League empowered Austin to act on his behalf in regards to the association's petition. In the paperwork, Austin referred to the association as "the company from Nashville". On October 15, the government granted Austin's petition on behalf of the Nashville Company. It extended the boundary to include the present-day Texas counties of Bosque, Brown, Callahan, Eastland, Erath, Hill, Hood, Jack, Johnson, Palo Pinto, Parker, Somervell, and Stephens. This brought the total to all or part of 30 present-day Texas counties.

==Upper colony==
In 1830, Sterling C. Robertson of the Texas Association, along with Alexander Thomson, Jr. began recruiting settlers for the Texas colonization. The new Law of April 6, 1830, however, nullified the colonization contract with the Texas Association. Stephen F. Austin was able to get an exemption for his colony and that of Green DeWitt. Robertson asked for Austin's assistance in getting an exemption for the association's colonization efforts. Although Austin initially agreed to help Robertson, he and his secretary Samuel May Williams applied for a colonization grant of the same area in their own names. Their justification in the petition was that Robertson had not begun colonization. Austin's petition was granted on February 25, 1831. Under the new contract, the area was referred to as the Upper Colony of the Austin contract. By 1834, Austin and Williams had also failed to colonize the area.

==Robertson's colony==
Coahuila y Tejas governor Agustín Viesca cancelled the Austin-Williams contract on May 22, 1834, and granted a new contract to Sterling C. Robertson, to complete the contract of 800 families before April 29, 1838. The legal description being:
Beginning on the western bank of the Navasoto cieek, at the crossing of the upper road loading from Bexar to NacogJoches; thence with said road westwardly, to the dividing ridge between the waters of the rivers Brazos and Colorado: thence with this ridge of hills northwest, to strike the Comanche trace leading to Nacogdoches; thence with this trace or road to Navasoto creek ; thence with its meanderings downwards, to the place of beginning.

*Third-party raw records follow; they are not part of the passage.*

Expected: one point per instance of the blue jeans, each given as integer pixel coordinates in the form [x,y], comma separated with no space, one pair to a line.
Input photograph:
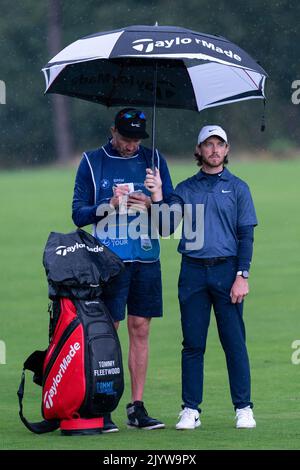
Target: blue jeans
[200,288]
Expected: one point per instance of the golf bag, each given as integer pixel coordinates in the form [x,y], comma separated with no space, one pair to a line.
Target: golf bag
[81,371]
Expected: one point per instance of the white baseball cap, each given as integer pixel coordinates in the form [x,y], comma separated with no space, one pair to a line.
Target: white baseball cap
[209,131]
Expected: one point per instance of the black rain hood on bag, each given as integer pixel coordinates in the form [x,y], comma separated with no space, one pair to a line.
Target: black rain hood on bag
[77,265]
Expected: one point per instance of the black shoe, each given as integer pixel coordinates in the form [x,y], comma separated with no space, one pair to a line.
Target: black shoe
[138,417]
[109,425]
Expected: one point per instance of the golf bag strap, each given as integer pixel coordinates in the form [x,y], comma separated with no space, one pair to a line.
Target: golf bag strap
[40,427]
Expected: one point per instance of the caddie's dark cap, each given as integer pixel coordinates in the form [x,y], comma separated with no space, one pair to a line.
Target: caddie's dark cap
[131,123]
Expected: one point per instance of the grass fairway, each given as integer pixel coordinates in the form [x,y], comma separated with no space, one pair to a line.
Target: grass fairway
[33,203]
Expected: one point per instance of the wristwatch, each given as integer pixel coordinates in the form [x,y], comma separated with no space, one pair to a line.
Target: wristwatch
[244,274]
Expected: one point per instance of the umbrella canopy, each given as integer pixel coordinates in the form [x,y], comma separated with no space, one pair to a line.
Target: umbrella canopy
[161,66]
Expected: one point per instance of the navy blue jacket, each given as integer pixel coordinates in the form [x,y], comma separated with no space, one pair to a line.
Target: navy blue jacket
[98,172]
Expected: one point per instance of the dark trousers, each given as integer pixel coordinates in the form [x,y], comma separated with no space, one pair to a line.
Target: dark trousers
[201,287]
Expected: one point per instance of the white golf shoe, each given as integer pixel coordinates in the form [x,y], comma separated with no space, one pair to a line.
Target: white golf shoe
[189,419]
[244,418]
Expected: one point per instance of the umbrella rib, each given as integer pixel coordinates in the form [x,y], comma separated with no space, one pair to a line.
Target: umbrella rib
[108,100]
[251,79]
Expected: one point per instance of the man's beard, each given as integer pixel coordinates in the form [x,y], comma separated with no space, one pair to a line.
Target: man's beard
[210,163]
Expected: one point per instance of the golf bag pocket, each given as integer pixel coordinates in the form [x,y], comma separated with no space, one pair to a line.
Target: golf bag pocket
[64,381]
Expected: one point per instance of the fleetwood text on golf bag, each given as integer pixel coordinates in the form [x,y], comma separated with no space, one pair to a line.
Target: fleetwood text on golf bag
[81,372]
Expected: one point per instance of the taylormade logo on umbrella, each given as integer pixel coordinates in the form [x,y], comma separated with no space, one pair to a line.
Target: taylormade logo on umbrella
[148,45]
[63,250]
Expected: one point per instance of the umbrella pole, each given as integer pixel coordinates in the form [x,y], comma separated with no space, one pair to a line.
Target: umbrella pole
[154,115]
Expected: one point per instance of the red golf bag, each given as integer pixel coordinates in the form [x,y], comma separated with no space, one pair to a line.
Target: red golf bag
[81,372]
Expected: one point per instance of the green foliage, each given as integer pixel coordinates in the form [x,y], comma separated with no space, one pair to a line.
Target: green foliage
[268,30]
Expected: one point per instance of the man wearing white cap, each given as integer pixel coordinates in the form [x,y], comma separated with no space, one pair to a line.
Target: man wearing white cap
[214,274]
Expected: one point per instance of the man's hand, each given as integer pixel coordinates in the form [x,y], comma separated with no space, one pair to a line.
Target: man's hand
[154,184]
[239,290]
[138,201]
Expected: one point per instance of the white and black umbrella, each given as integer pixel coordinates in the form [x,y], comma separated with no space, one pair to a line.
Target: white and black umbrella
[162,66]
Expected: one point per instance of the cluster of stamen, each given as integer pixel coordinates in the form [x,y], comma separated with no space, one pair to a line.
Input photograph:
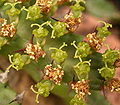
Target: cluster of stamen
[6,30]
[34,51]
[117,63]
[114,85]
[45,5]
[95,42]
[81,88]
[62,1]
[72,22]
[53,74]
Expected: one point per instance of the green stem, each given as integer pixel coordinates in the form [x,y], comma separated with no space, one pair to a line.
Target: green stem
[80,59]
[74,44]
[63,45]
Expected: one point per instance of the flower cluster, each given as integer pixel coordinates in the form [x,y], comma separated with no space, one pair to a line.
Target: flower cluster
[81,88]
[109,58]
[43,88]
[53,74]
[45,5]
[82,69]
[82,49]
[49,30]
[59,55]
[18,61]
[7,30]
[96,40]
[34,51]
[72,22]
[113,85]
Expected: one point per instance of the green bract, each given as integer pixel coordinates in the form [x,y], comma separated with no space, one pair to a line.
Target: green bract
[103,31]
[110,56]
[76,101]
[82,70]
[107,73]
[34,12]
[59,29]
[18,61]
[59,55]
[3,41]
[13,11]
[82,49]
[1,2]
[77,9]
[40,32]
[43,88]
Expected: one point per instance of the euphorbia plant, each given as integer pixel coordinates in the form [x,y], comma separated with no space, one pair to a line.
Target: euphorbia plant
[40,43]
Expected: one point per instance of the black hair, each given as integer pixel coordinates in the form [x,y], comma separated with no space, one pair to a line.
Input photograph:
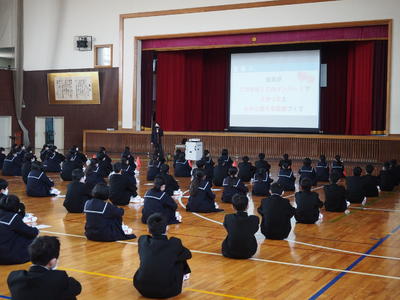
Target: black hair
[43,249]
[240,202]
[157,224]
[357,171]
[77,174]
[101,191]
[306,184]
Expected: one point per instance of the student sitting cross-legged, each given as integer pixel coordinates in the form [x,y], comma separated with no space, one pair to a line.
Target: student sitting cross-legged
[163,262]
[42,280]
[15,235]
[240,242]
[157,200]
[276,213]
[104,219]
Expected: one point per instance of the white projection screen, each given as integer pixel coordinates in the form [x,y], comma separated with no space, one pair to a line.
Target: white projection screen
[275,91]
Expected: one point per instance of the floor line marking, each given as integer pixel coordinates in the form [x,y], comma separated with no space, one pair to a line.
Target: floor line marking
[266,260]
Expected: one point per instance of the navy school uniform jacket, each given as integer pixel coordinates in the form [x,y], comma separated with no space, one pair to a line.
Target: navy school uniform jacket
[15,237]
[104,221]
[370,185]
[246,171]
[286,179]
[162,266]
[240,241]
[354,189]
[308,172]
[276,213]
[159,202]
[203,201]
[77,195]
[386,181]
[236,187]
[121,189]
[38,185]
[261,186]
[40,283]
[12,165]
[308,205]
[182,169]
[335,198]
[322,171]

The contract set Robertson's payment as empresario to be five leagues and five labors, 23,027.5 acre,
of premium lands for every 100 families introduced into the colony. The colony was established in Falls County, with the capital named Sarahville de Viesca after Robertson's mother Sarah Maclin Robertson, and Governor Viesca. It was located near present-day Marlin. Robertson's son Elijah Sterling Clack Robertson worked translating deeds into the Spanish language for the colony, and received 1107 acre in Milam County for his services.

Due to the outbreak of the Texas Revolution, the provisional government of Texas shut down all colonial Land Offices in November 1835. Robertson succeed in introducing 600 families to the colony before 1838. He filed a lawsuit in Travis County District Court in November 1837, to receive his payment of premium lands for the families he did introduce. In 1841, the District Court found in his favor. In December 1847, the Texas Supreme Court discounted 221 of those families. Even though the families were introduced to the colony within the time frame of Robertson's contract, the Texas Supreme Court cited that the discounted 221 families were introduced after the 1835 closing of the Land Offices.